Страсть и надежда | страница 143
Рыч видел только то, что Максим схватил брошенное ружье. А может он, Максим, сам его бросил, а потом поднял. Нет — ерунда. Если убийца бросает ружье, он тут же убегает. Так мог поступить только бестолковый случайный свидетель.
Что ж, Максим — не убийца. И что это меняет? Его выпустят на свободу, и он опять будет путаться под ногами. Сбивать с толку его девочку, его Кармелиту. Максим Орлов — это просто какое-то горе семьи Зарецких. С ним нужно как-то бороться. Но как? Трудно честно победить человека без чести…

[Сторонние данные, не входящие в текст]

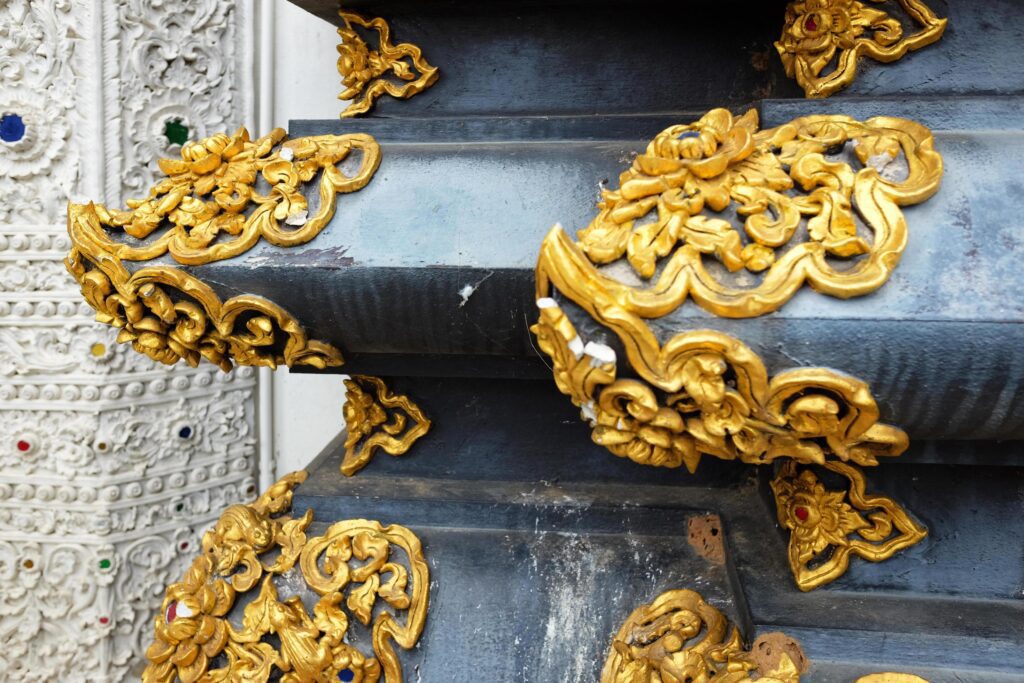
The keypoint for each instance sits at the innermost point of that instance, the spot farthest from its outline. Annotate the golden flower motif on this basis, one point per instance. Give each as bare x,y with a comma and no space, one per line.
192,628
819,517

И тут Баро пришел к выводу, столь же простому, сколь и очевидному. С человеком без чести, нужно и бороться бесчестно. Максим сам загнал себя в эту тюремную ловушку. И раз он в ней оказался, глупо дать ему безболезненно выбраться оттуда.
В кабинет зашла прибраться Земфира. Баро остановил ее, посадил напротив себя, поделился своими мыслями (очень ему нужна была сейчас поддержка). Но женщина не поддержала Рамира. Тогда Зарецкий разозлился, велел ей уходить в свою комнату.
И еще раз проговорил сам с собой все свои мысли. Найдя их безошибочными, позвал Кармелиту.
Разговор с ней начал аккуратно, можно даже сказать — добродушно.
— Как дела, дочка! Была в таборе?
— Да, папа.
— Виделась с Миро? Как он?
— Ничего, уже лучше. Бабушка сказала, что он скоро ходить сможет.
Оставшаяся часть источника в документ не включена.